Alan Turing. Like Socrates and Galileo, Turing is known as much for his contributions to knowledge as his own personal hardship with the powers that be. Turing is most famous for developing the notion of the Turing machine, a notional device that underlies theoretical computer science to this day.From analysis of the process of computing by people, before there were any machines of the sort that would count as being in this category, Turing was able to solve an interesting logical problem and spurn a scientific and technological revolution. He also wrote interesting work on what became artificial intelligence, on games, and even on aspects of biology and chemistry. Not content to merely think, Turing was also responsible for helping to crack the Enigma code during the second World War and also planned practical computing devices and discussed how they might be used effectively. Finally, he was also a pioneer in leading to the increased acceptance of homosexuality, then illegal in his native England. For this he was (essentially) unfortunately driven to suicide.
Kurt Gödel. Gödel showed us what logic can do - and can't. Paradoxically, both were shown by the same result for which he is most well known - the Incompleteness Theorems. While so doing he also put some of Leibniz' insights to use, thus showing us again that even geniuses need each other.
Gene Roddenberry. I am no longer a Star Trek fan per se, but Star Trek was one of the things which got me started on my journey through life. I do not know how much of what was created was Roddenberry's even while he was alive, nor do I know how much in Yvonne Fern's startling biography is genuine. But I do know that each changed my life considerably, and I still look to them for inspiration, material to work with, or a pleasant time. Roddenberry - or what I take to be Roddenberry - is still my favourite political philosopher, and one of my favourite philosophers of technology.
Carl Sagan. I would be honoured if I could popularize the rationalist and naturalistic world view a tenth as well as Sagan did. Sagan may not be remembered a scientist per se, but he will be remembered by many of us as someone who saw the importance of education. I don't quite share his exuberence about the universe, but I certainly share his desire to understand it and teach about it. And like his astronomer couple (and presumably himself) mentioned in Cosmos, I too love the stars too much to fear the night.

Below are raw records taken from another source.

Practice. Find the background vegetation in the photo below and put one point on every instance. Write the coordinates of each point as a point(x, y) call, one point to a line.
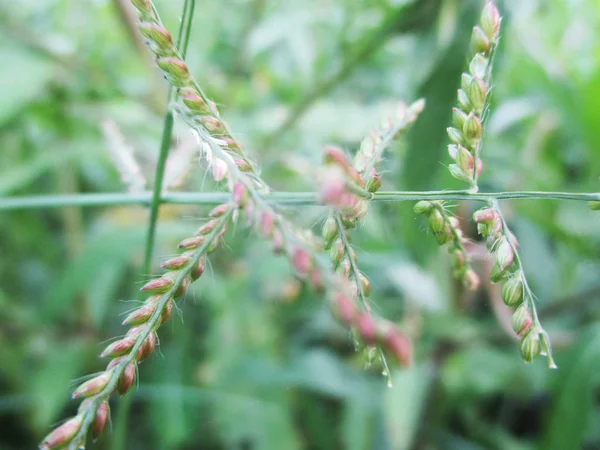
point(255, 362)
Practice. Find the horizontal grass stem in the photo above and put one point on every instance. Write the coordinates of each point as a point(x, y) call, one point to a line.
point(283, 198)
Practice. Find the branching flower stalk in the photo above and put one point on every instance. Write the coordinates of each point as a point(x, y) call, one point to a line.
point(467, 118)
point(139, 342)
point(446, 230)
point(228, 161)
point(516, 292)
point(466, 138)
point(342, 187)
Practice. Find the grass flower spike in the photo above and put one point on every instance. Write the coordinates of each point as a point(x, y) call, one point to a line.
point(347, 188)
point(138, 343)
point(468, 116)
point(516, 292)
point(328, 266)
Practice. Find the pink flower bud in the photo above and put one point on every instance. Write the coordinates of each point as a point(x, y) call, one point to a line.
point(480, 43)
point(231, 144)
point(92, 386)
point(277, 241)
point(176, 263)
point(158, 285)
point(505, 255)
point(366, 284)
point(175, 69)
point(329, 231)
point(335, 155)
point(191, 243)
point(360, 161)
point(193, 100)
point(369, 144)
point(464, 160)
point(477, 92)
point(436, 222)
point(344, 309)
point(119, 347)
point(243, 165)
point(301, 261)
point(478, 68)
point(239, 194)
point(212, 124)
point(355, 176)
point(143, 6)
point(530, 345)
point(333, 188)
point(345, 267)
point(135, 331)
point(399, 345)
point(220, 169)
point(207, 228)
point(471, 280)
point(62, 435)
point(374, 184)
point(521, 320)
point(198, 270)
point(114, 362)
point(336, 252)
point(100, 420)
point(162, 44)
point(512, 291)
point(220, 210)
point(463, 100)
point(366, 328)
point(126, 379)
point(266, 223)
point(183, 287)
point(455, 135)
point(472, 128)
point(485, 215)
point(316, 280)
point(166, 312)
point(147, 347)
point(140, 315)
point(458, 118)
point(490, 21)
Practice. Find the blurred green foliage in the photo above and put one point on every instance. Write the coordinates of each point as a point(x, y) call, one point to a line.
point(255, 361)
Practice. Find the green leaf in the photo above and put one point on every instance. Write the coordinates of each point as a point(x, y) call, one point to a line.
point(403, 404)
point(573, 410)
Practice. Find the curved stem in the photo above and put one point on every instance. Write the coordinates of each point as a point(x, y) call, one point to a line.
point(360, 290)
point(150, 327)
point(165, 144)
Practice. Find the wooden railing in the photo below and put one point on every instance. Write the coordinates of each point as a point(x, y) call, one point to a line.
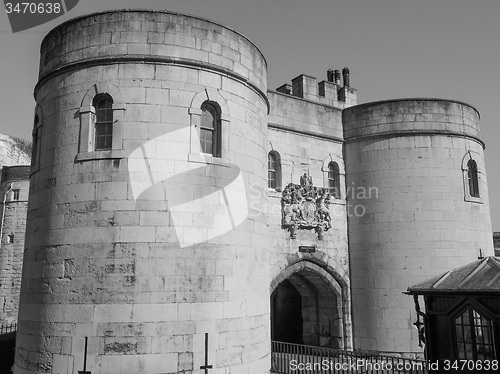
point(290, 358)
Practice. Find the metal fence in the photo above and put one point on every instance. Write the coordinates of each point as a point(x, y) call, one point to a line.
point(6, 328)
point(290, 358)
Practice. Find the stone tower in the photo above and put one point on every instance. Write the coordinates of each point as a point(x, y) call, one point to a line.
point(144, 253)
point(415, 171)
point(14, 186)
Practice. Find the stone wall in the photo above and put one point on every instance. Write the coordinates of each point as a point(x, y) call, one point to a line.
point(146, 247)
point(13, 151)
point(13, 209)
point(307, 135)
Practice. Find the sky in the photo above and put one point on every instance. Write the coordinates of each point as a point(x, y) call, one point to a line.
point(394, 49)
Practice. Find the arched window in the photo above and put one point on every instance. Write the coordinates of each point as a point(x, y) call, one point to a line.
point(474, 336)
point(210, 132)
point(103, 105)
point(35, 149)
point(334, 179)
point(472, 178)
point(274, 171)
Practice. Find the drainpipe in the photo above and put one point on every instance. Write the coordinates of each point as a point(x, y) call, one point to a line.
point(3, 212)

Les Douglas. My paternal grandfather is on this list, for his notes and brief conversations over many years reminded me how important thought is even to an eminently practical person. Grandpa was a stationary steam engineer, and while I knew him, a gardener of some renown. But in the books of his I have inherited, I have some record of the amateur philosopher and worldly thinker he was. Scientific understanding is not just a matter of data - for he was often wrong in that respect - but an attitude, which he did have.